I take the bike to work. It makes me feel that I’m making a statement about the kind of future I want for my children. However, we can’t expect to change the world with such small steps. The task requires a more important sense of urgency. With Worldchanging: A User’s Guide for the 21st Century (see sidebar), we get a book full of ideas on how to achieve a greener future:
Stuff (which covers topics like green design, reducing one’s ecological footprint, biomimicry, sustainable agriculture, clothing, cars and emerging technologies);Shelter (covering topics like green building and landscaping, bright green home decor, clean energy, sustainable water systems, disaster relief and humanitarian design);
Cities (topics like smart growth, sustainable communities, transportation, greening infrastructure, product-service systems, leapfrogging and megacity challenges);
Communities (topics like education, women’s rights, public health, holistic approaches to community development, copyleft, South-South science, social entrepreneurship and micro-lending, and philanthropy);
Business (topics like socially responsible investment, worldchanging start-ups, ecological economics, corporate social responsibility and green business);
Politics (topics like networked politics, new media, transparency, human rights, non-violent revolution and peacemaking);
Planet (the big picture — everything from placing oneself in a bioregion to climate foresight to environmental history to green space exploration).

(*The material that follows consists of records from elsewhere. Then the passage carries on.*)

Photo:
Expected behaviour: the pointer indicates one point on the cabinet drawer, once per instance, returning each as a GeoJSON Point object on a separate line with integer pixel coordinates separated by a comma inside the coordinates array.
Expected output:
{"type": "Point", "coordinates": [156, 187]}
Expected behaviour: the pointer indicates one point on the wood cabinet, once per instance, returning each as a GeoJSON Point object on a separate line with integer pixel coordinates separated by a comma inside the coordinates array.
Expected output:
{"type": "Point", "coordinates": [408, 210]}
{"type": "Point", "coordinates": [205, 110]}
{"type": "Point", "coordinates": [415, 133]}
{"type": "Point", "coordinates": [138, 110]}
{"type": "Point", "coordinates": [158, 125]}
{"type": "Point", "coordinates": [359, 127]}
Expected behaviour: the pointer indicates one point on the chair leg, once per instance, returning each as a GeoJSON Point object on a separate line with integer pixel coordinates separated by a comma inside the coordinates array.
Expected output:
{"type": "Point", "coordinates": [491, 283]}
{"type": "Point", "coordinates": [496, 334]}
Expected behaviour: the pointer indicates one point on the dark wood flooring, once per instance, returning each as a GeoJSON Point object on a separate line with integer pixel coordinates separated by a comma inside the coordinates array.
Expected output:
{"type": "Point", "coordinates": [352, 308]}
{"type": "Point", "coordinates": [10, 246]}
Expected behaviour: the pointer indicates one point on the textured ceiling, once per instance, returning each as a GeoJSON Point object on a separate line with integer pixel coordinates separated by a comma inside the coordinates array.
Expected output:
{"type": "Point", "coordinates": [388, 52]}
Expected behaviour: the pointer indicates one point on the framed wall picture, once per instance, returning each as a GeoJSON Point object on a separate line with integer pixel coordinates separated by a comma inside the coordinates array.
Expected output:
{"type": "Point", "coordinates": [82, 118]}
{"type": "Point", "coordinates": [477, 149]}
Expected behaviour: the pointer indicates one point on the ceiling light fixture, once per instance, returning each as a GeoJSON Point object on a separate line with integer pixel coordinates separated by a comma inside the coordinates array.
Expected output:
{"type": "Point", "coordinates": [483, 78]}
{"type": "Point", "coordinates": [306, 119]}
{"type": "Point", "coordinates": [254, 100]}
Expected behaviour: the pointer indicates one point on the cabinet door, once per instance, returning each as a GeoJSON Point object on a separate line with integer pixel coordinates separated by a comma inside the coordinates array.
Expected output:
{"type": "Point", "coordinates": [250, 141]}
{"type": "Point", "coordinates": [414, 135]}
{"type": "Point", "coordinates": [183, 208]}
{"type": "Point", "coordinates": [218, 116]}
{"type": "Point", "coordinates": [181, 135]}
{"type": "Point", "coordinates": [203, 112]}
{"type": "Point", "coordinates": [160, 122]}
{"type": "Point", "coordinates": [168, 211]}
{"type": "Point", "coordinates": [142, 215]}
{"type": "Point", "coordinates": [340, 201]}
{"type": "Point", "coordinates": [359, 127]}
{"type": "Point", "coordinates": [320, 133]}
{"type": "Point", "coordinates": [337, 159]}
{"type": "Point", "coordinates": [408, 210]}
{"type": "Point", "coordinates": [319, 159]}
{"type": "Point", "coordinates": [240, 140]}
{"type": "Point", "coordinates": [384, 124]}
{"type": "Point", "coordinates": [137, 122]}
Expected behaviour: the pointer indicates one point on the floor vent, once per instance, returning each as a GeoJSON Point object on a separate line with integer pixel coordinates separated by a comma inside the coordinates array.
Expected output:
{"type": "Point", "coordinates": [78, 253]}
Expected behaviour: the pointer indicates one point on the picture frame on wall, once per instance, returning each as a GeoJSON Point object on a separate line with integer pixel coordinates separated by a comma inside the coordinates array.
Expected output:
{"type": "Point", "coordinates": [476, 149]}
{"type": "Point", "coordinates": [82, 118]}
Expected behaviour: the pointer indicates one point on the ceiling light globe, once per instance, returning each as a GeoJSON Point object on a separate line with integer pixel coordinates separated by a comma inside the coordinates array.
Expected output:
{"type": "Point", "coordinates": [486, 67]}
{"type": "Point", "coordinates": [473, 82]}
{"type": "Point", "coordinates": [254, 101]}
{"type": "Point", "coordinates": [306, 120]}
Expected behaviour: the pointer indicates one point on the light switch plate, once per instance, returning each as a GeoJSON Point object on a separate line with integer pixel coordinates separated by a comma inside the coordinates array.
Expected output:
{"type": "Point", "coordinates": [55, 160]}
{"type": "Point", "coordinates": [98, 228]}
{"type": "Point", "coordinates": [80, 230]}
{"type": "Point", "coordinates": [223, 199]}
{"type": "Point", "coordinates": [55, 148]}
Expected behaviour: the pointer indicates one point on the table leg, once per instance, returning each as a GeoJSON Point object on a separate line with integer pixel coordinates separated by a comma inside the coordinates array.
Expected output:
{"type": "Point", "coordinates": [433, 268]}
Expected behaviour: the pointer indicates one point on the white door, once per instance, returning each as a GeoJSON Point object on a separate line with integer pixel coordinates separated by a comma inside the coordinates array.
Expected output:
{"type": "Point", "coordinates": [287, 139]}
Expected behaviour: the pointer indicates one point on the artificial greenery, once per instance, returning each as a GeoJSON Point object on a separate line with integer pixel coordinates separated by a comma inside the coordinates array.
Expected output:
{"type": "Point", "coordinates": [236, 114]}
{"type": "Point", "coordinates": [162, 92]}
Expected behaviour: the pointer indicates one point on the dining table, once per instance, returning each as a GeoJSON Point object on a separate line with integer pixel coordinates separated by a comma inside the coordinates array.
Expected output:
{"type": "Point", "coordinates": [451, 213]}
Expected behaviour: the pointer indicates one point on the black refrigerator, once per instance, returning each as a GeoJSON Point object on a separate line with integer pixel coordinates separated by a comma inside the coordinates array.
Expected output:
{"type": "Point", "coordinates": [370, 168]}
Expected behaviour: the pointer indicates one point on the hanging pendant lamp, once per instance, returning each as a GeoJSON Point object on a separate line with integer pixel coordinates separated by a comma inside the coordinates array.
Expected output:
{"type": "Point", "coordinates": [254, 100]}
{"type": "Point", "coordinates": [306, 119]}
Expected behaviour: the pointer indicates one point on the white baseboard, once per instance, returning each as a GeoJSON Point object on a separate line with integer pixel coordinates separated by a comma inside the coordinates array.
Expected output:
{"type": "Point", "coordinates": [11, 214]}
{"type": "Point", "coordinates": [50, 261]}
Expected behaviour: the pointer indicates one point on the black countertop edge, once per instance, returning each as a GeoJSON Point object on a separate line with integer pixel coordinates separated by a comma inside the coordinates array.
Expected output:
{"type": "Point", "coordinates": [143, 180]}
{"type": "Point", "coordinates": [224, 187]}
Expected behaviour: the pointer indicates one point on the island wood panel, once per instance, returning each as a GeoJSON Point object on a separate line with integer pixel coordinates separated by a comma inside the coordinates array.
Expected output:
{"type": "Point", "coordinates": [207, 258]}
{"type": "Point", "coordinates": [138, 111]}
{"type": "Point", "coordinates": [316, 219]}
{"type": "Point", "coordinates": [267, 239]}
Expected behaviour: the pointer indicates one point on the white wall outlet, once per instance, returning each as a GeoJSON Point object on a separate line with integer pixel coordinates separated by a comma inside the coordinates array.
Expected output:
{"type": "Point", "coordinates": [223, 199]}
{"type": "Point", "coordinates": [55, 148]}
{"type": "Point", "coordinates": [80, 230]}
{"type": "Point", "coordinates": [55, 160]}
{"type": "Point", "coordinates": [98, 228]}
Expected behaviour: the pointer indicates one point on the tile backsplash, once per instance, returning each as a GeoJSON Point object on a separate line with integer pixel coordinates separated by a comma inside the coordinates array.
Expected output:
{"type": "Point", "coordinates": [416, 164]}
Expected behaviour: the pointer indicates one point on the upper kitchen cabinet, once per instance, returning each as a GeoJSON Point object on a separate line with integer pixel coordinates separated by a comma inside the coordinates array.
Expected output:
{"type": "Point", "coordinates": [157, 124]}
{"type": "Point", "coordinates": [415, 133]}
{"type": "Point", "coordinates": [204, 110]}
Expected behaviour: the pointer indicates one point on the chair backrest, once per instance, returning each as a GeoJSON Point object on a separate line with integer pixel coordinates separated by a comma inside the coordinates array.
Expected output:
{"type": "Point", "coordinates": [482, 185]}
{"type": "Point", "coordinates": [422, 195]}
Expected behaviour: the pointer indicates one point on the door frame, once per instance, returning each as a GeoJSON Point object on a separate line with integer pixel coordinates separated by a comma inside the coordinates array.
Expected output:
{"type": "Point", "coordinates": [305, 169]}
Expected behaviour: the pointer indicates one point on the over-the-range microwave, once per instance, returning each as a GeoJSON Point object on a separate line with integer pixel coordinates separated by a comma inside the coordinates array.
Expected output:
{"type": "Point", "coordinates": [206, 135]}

In the post a convenient solution: community living I shared a few thoughts on how relevant the study of our global culture is to accomplish a more sustainable life style.

There are several books designed for reducing the ecologic footprint and the amount of resources we waste trying to keeping it with the Joneses, the pivotal one is “Living Simple with Children” from Marie Sherlock, which describes how we can live a life plenty of rewards without following Madison Avenue trends to consumism and the need to fit in a world that doesn’t really exists.